Passive investing
Many of you will be aware of the huge shift going on in the investing world right now.
An increasing amount of investors are choosing to buy funds that simply track an index rather than picking a fund manager who will try to beat it. But how did we get here? And what’s next?
Many of you will be aware of the huge shift going on in the investing world right now.
An increasing amount of investors are choosing to buy funds that simply track an index rather than picking a fund manager who will try to beat it. But how did we get here? And what’s next?
The beginning
Passive investing first came about in 1971 and has evolved dramatically over the nearly 50 years since its inception. The first index fund was seeded by the Samsonite pension fund and aimed to track the NYSE’s 1,500 stocks in an equal-weighted manner. It proved to be a disaster! The constant rebalancing and equal-weight replication meant high trading costs and poor tracking of the index.
It was Jack Bogle of Vanguard who was the real driving force behind getting the passive revolution started through the First Index Investment Trust (now the Vanguard 500 Index Fund) after he read an article from MIT Professor Paul Samuelson asking for a fund to track the S&P 500 for retail investors.

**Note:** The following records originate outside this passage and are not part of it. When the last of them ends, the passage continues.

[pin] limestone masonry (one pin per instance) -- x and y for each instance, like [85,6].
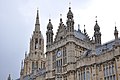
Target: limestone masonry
[72,55]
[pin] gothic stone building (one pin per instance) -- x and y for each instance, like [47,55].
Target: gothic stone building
[72,55]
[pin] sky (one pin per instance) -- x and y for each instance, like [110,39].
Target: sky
[17,22]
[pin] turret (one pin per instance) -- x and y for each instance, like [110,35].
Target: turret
[116,33]
[9,77]
[37,24]
[49,34]
[70,22]
[97,34]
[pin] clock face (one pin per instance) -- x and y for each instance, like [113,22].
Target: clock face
[59,53]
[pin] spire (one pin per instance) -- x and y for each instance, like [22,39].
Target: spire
[49,34]
[85,30]
[69,14]
[60,18]
[22,64]
[37,24]
[9,77]
[96,27]
[97,33]
[116,33]
[79,28]
[49,26]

It launched in August 1976 with $11m, ended the year with $14m before exceeding $100m just six years later in 1982. The billion-dollar mark was crossed in 1988 and today it stands at just short of $500 billion. If that was a company, it would be the sixth largest constituent of the S&P 500.
The gamechanger
The first significant revolution from the passive mutual fund was the exchanged traded fund (ETF) that allows an index to be traded like a stock on an exchange, the most popular being the SPDR 500 that tracks the S&P 500 and today has assets totaling $277 billion.
This has expanded further into huge variations around what investors can buy in an ETF, tracking various factors or styles. For example, there are Japanese Value ETFs, US Low Volatility Stock ETFs and an ETF that tracks companies involved with developing robotics and automation (ticker is RBOT for anyone interested!).

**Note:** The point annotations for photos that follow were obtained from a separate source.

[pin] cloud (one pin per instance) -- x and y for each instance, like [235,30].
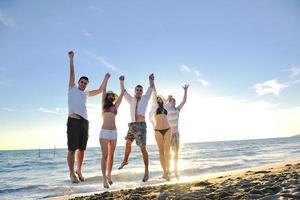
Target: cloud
[56,111]
[103,61]
[7,109]
[270,87]
[203,82]
[94,8]
[184,68]
[294,72]
[6,21]
[196,72]
[4,83]
[87,34]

Investors could use these as building blocks within a portfolio to express a view around a core position. For example, an investor may gain market exposure to the US with an S&P 500 Index fund but then use a growth ETF alongside it to express a view to try and outperform the market. Interestingly this has not really caught on closer to home and at present there are only the plain vanilla variants of UK indices rather than the huge variety that are available in some parts of the world.
The future
As passive investing has grown, the three largest fund providers (Vanguard, Blackrock iShares and State Street) have ended up owning increasing more and more of the companies that make up the indices they are tracking. These three providers are the largest shareholders in 88% of S&P 500 companies with Vanguard owning more than 5% of 491 of the 500 at the end of 2017.
What this means is that they may have to begin taking a more active approach to voting as their votes carry so much weight. With many investors now a lot more socially aware, this has created another avenue in passive investing whereby individuals can buy index products that screen out companies that they do not wish to own such as tobacco, weapons makers or oil and gas producers.
This is only set to expand in the future with investors getting more choice about what they wish to invest in.
Where does this leave active management?
With cheap, easily accessible and transparent products more readily available than ever, this has naturally had an impact on active managers. For any given level of market return, some managers will outperform but then naturally some managers must underperform. By using an index fund, you are constrained to the index return, eliminating the possibility of both underperforming and outperforming that index.
Over time, the majority of active managers do not outperform their benchmarks and this has led many investors to switch into passive funds. Attracted by low charges and performance close to the index, many investors are increasingly opting for the products in their pensions and saving products.
The Chart One is a good visual illustration of just how popular passive investing in the US is now with assets expected to exceed active funds in the next two years.
Chart one:
One of the main benefits of passive investing is that is has forced active managers to reduce fees to make them more attractive propositions. It has served to highlight to investment managers like ourselves the relatively high charges levied on active funds and how this detracts from returns.
Despite this, we still believe that there are fund managers out there that can, over time, beat the passive alternative. If we use one of our fund holdings, the Lindsell Train UK Equity Fund, against the FTSE All Share and even MSCI World as an example then we can see how active management can add value and why some managers are worth paying the higher fees for, even compared with index-tracking funds.
Final thoughts
Passive investing has been an incredible innovation for all investors, large and small, allowing transparent and low-cost exposure to market indices. With even more options becoming available it has never been easier or cheaper to gain access to an index you wish to track.
Warren Buffett, perhaps the best (or certainly most well-known) stock picker of all time, constantly answers the hypothetical “where would you invest $10,000?” question with the answer “90% S&P 500 and 10% short term government bonds.” This is from someone who has built an empire picking individual stocks.
Even as firm believers in active management, the importance and benefits of passive investing cannot be understated. For certain markets, such as the US, and at certain times in the market cycle, we believe passive is often the best option.